Quote graphic reading "why is sociology important?" followed by the quote "Listening to people's narratives through interviews, life stories, among others, allows us to understand and give an interpretation to the thoughts, beliefs and symbolic values that people give to them. At the same time, it makes us sociologists more sensitive and can be a reason to try to help people, if we know their contexts and get closer to those people, perhaps we can bring significant value to their lives." authored by -Isvi Sarabia Pacheco, Universidad Autónoma Metropolitana, México

On the other hand, applying the knowledge and tools that this discipline teaches us at university to our lives is also a way of understanding our place in the world because we also belong to a society in a socio-historical and cultural context. The scope of sociology is very broad, it can be said to encompass all aspects of human social life, from studying structural processes to the more causal relationships that can be found in the street. To study society in relation to its art, language, culture, etc., which constructs and at the same time manifests humanity as social beings.

Sociology dialogues with other disciplines, it complements what they say about humans such as anthropology, philosophy, psychology or history. Humans are very changeable, so we need to understand human behavior and the different ways in which they relate and build their societies and interpret the world, not all people interpret it in the same way. Being born in the United States is not the same as being born in South Korea or Egypt. We humans are the only living beings capable of giving meaning and significance to the world to which we belong, and we take those meanings for granted without questioning them.

Today contemporary societies face great challenges both at the macro-structural level such as economic, political, inequality issues and a profound proliferation of poverty, as well as at the community level, for example, addressing the social problems that occur in large cities: conflicts over public space, increasing socio-spatial segregation in urban areas, gentrification, among others.

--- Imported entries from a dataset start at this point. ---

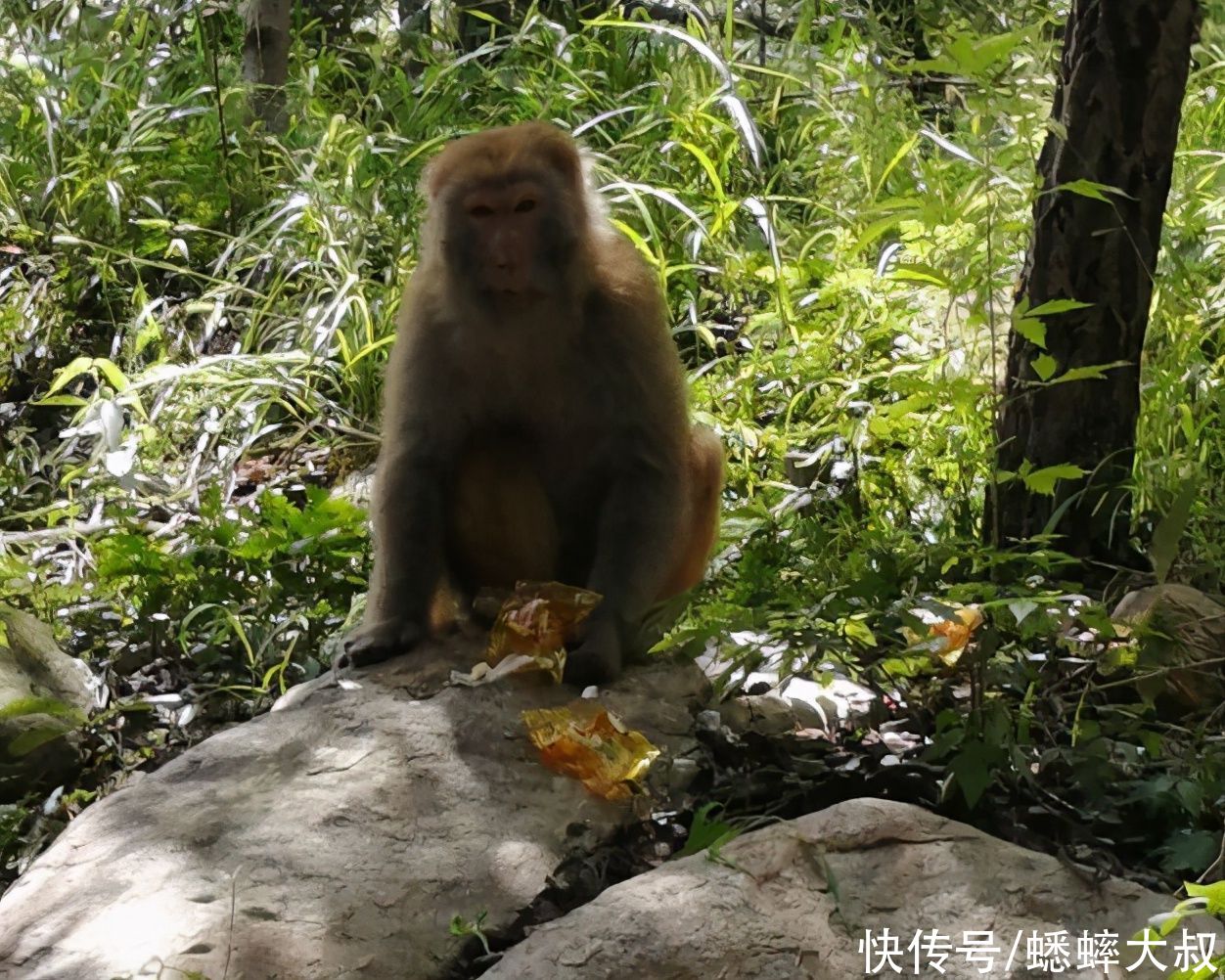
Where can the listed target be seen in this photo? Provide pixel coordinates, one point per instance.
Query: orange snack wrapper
(584, 741)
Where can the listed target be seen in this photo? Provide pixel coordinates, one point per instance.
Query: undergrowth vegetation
(195, 313)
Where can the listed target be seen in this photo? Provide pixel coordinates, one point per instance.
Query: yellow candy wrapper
(537, 621)
(584, 741)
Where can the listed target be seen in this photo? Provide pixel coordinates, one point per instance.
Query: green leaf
(919, 272)
(1031, 330)
(1164, 547)
(50, 706)
(68, 373)
(1058, 306)
(1214, 893)
(1045, 365)
(1088, 373)
(1043, 480)
(859, 632)
(27, 741)
(972, 770)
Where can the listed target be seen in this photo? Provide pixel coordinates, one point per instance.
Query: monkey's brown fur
(534, 422)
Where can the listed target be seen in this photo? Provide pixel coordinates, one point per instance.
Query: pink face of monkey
(514, 211)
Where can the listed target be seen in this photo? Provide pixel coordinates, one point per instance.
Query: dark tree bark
(1116, 114)
(266, 59)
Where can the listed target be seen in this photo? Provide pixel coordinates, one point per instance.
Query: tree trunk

Using sociology we can understand, explain and diagnose the social environment of a community or territory, as has been pointed out.

The Case of Mexico City

As there are a variety of sociology specialties to study society and its different manifestations, several fields of study have expanded—and will continue to be created. We have the sociology of education, sociology of work, political sociology, sociology of the arts and sciences to name but a few. I can talk about urban sociology and how it can help to understand and comprehend the social problems that arise in cities, and I will take Mexico City as an example.

This city faces great complexities in terms of urban land management. For example, the unequal distribution of water for all inhabitants. Some areas of the city do not get water and its scarcity leads to conflict to obtain it, generating violence and corruption in the water supply. Another case is the mobility of people, we are talking about the displacements of people who move from one place to another to carry out their daily activities (Gutiérrez, 2012). For people of a low socioeconomic stratum access to transport systems is difficult because the supply of transport is far away and concentrated in areas with better equipment and urban infrastructure, which involves long walks (Álvarez, 2019). In addition, it is common to find sidewalks and avenues in poor condition, which makes it difficult to walk on them. Road congestion also produces long times to get to a place.

With the above, applying sociology to understand and explain the social problems that arise in urban life shows the usefulness of the discipline that allows us to make diagnoses for intervention and make decisions that help to solve these problems. With these examples I hope they have been helpful to see how important sociology is in our lives.


[1] In Mexico, reconstructed families are formed “after a divorce of one or both partners: frequently one or both partners have children from their previous family, and they are added to the children” (Covarrubias Terán and Gómez Herrera, 2014: 247).